Estamos ya al otro día y, mientras Antonio Maya -que pronto se pondrá a cincelar por encargo de Flamenco On Fire una estatua de Sabicas que será instalada en la calle donde nació- nos informa por teléfono de que se dispone a emprender con dos libros y una mochila el Camino de Santiago, llegamos a la plaza de toros de Mérida, sucesora desde 1914 del mitreo hoy visitado por el turismo y donde hemos quedado para comer con Miguel y Juan Vargas. Carteles de El Viti, de Paula, de Talavante, de Roca Rey, una placa en recuerdo de Paquirri… Es una sorpresa y una alegría encontrar con ellos a Fernando, de los Verdinos, la familia a que Cantero pertenece por el lado materno e indiscutible referencia si de hablar de los jaleos gitanos de Badajoz se trata. ¡Fuente fundamental! Con ellos aprendió Miguel, jovencísimo, el compás por jaleos y con Fernando -familia por matrimonio del Indio Gitano– viví yo noches flamencas inolvidables en la época gloriosa del Candela y del primer Casa Patas, donde triunfaban el cante y el baile de su hija La Pilonga. Hablamos sobre lo mucho que nos gustan a todos El Pele y Pansequito por siguiriyas y soleá, del baile de José Maya y Pepe Torres y del disco en solitario que prepara Miguel. Después de comer caen unos chupitos, suenan los flamenquísimos pulgares de los Vargas y allí mismo, en el pasillo de la plaza, nos deleita Fernando con varias delicatessen por jaleos y una incandescencia en el cante por soleá que para sí quisieran innumerables profesionales, y Salomé con las siguiriyas y tangos brotados de su eco meloso y de fragua.

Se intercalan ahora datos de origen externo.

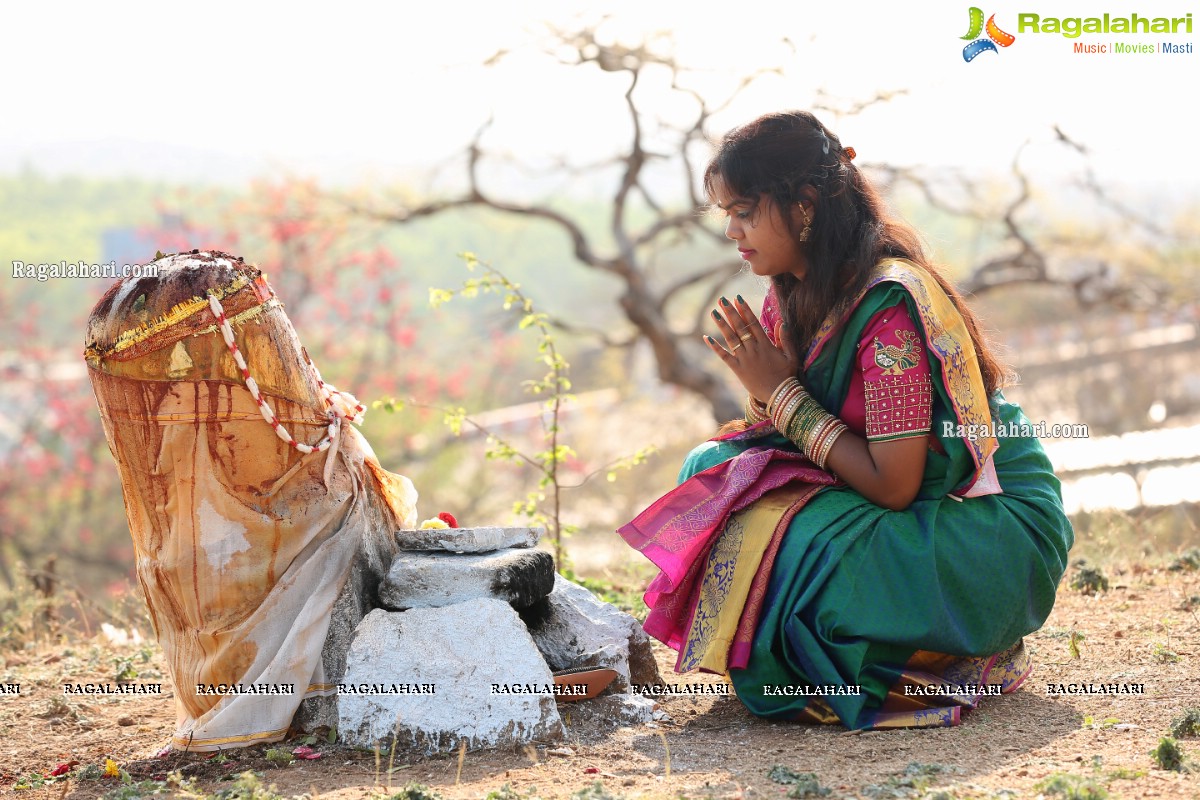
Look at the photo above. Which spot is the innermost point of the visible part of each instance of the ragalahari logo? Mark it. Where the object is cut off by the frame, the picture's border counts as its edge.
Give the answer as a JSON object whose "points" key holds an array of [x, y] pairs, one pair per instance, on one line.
{"points": [[995, 36]]}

Aquí se está a gustísimo, la verdad, y se marcha uno con la sensación de que en estos tres días ha escuchado y disfrutado todo el flamenco que un alma necesita para poder decirse sana. Me parece que en los próximos meses nos vamos a dedicar a viajar y a hacer un poquito de cura de ayuno de las citas flamencas oficialmente ineludibles, en las que el reflejo de quién es quién en el planeta hondo se nos muestra, la verdad, cada día más desdibujado. Un solomillo de retinto, un plato de pluma, unos chupitos, un arroz y una tarta de queso o una dulcísima herradura preparada por Mari Carmen mientras tararea una de José Manuel Soto en la cocina de Nuevas Redes… Entre medias, una minera, una siguiriya, unos jaleos… Yo se lo recomiendo, vamos. En el inmediato futuro, lo dicho: me voy a enplear a fondo en esta línea. En los festivales a los que va todo el mundo, se me va a ver poco. O menos de lo usual, quiero decir, pues tampoco es cosa de abanderar un exilio a tiempo completo. Pero conviene dosificarse y, desde luego, poder comunicar a quien interese y sin suscitar en el oyente duda alguna que uno ya ha dejado la Cuesta y ahora, mayormente, vive en el Gurugú.